Longevity Adds to Women’s Financial Strain


Occasionally I come across articles that are worth passing along. Kudos to Forbes.com for sharing financial advisor Wayne Fourman’s insight on the compounding issues facing the fairer sex. I have written about the gender pay gap and how marriage roles often derail a woman’s ability advance in her career field.

The financial strain that women endure is exacerbated by their longevity. Not only do women earn 78 percent of what their full-time male counterparts bring in, but women also live several years longer, which often leads to higher nursing care costs.
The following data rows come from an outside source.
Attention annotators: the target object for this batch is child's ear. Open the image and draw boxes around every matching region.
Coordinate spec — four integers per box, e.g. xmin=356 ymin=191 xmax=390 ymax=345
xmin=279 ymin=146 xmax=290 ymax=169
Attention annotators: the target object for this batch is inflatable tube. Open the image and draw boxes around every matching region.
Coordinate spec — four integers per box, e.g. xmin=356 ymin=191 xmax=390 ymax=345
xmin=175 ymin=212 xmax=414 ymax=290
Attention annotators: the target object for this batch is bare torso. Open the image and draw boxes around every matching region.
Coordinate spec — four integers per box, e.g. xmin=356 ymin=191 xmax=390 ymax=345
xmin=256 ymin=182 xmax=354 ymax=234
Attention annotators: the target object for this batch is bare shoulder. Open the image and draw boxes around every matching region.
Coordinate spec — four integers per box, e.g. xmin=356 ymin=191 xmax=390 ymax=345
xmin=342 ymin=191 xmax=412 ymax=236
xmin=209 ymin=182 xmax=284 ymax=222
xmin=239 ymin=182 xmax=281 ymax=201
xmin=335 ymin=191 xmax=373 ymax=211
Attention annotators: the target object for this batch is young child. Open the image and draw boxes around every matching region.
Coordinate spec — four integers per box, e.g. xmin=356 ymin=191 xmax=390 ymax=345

Two items that Fourman discusses are especially troubling: (1) a single woman over 65 is five times as likely as a married couple the same age to fall into poverty; and (2) nearly half of single women rely on Social Security to provide 90 percent of their retirement income.

Those figures are disturbing. While it’s reassuring that women’s rights have progressed to the point that many Generation Xers and millennials have flooded higher education and put themselves in position to earn considerable salaries and chip away at the ever-present glass ceiling, the women of the baby boomer generation, as a whole, do not share the same optimism. According to the White House, only 15 percent of women between the ages of 25-34 had at least a bachelor’s degree in 1974. That number had jumped to almost 40 percent by 2014. The lack of an advanced education makes alleviating financial strain difficult, as most high-income jobs require such degrees.

Financial literacy thereby becomes critical in saving money to complement Social Security checks and understand the basics of monetary discipline. There is hope for our daughters, but we have to put forth the effort to help the women of the older generations live the final years of their lives with dignity.